ERIC Number: ED284289
Record Type: RIE
Publication Date: 1987-Mar
Reference Count: 0
Writing-as-Process and Problem-Solving: A View toward Theory.
Shetty, Yolan L.
The recent influx of computer programs to aid students in writing has created some confusion between the linear, directed process of problem-solving and the less directed, more chaotic process of putting words down on paper. Though problem-solving and writing-as-process have some points in common, they cannot be taken as equivalent, because problem-solving as represented by the writing programs lacks the imprecise, ambiguous, playful process of composing that can be called "metaphoring." Metaphoring, an unstructured way of comparing words or ideas, underlies all kinds of thought and writing, and to teach writing as linear, structured process is to leave out the "tinkering" and "play" that characterizes most types of composition. In this sense, writing as problem-solving seems incompatible with writing as coming-to-know, and the struggle to compose implicit in the latter.

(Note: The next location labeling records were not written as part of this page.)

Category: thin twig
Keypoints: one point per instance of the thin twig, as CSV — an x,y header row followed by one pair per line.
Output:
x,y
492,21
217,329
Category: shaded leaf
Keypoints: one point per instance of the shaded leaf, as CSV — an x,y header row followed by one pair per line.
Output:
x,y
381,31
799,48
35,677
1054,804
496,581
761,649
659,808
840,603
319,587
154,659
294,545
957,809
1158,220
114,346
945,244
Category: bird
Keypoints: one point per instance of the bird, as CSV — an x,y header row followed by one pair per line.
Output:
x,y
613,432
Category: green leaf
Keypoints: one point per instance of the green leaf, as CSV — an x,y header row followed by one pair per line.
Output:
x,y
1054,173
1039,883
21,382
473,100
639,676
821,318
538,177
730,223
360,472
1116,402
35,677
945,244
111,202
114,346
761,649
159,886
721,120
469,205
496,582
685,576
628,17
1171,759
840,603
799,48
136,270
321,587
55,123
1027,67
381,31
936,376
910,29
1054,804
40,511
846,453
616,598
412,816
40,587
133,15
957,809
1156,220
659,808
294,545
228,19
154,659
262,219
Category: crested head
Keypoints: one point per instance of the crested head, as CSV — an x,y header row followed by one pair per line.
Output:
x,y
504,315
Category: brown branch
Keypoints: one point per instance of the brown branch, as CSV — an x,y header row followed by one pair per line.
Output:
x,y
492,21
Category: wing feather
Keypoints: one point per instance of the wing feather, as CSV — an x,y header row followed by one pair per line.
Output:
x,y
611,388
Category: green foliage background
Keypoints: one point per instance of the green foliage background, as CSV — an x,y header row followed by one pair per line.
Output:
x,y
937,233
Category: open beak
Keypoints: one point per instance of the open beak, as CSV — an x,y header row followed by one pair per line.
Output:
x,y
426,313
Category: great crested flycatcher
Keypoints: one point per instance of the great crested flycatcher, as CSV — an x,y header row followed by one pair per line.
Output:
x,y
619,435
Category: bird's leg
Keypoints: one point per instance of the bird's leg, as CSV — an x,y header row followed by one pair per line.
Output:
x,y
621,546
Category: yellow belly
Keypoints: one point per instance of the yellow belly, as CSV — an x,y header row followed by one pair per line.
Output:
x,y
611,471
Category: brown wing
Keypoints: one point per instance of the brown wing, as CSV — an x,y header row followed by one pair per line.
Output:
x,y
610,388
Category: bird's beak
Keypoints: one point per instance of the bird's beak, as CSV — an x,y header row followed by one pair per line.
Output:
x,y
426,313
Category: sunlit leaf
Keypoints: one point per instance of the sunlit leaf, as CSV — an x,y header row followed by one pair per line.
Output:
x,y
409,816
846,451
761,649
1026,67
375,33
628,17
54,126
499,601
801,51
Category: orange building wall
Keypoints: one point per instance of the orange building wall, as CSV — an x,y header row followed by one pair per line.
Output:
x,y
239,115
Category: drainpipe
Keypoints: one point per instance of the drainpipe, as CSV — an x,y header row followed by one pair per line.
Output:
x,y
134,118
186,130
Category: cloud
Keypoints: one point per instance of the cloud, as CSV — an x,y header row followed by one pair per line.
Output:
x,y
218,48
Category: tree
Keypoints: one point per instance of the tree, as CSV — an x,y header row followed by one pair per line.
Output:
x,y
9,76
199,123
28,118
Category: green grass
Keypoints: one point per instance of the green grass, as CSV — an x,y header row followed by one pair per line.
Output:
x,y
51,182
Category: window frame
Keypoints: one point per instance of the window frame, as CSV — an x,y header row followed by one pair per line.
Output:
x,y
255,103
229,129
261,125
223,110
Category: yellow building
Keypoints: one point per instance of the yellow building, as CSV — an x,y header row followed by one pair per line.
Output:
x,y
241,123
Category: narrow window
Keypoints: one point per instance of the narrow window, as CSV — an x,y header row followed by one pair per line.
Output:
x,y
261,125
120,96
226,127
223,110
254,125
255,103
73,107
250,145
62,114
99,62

Educators who teach composition with computers must embrace the responsibility of knowing that keyboarding is not composing, that one kind of program is suitable for machine work and another is not, and that we shape as much as possible the effect computers have on the way we think. (JC)
Publication Type: Opinion Papers; Speeches/Meeting Papers
Education Level: N/A
Authoring Institution: N/A
Note: Paper presented at the Annual Meeting of the Conference on College Composition and Communication (38th, Atlanta, GA, March 19-21, 1987).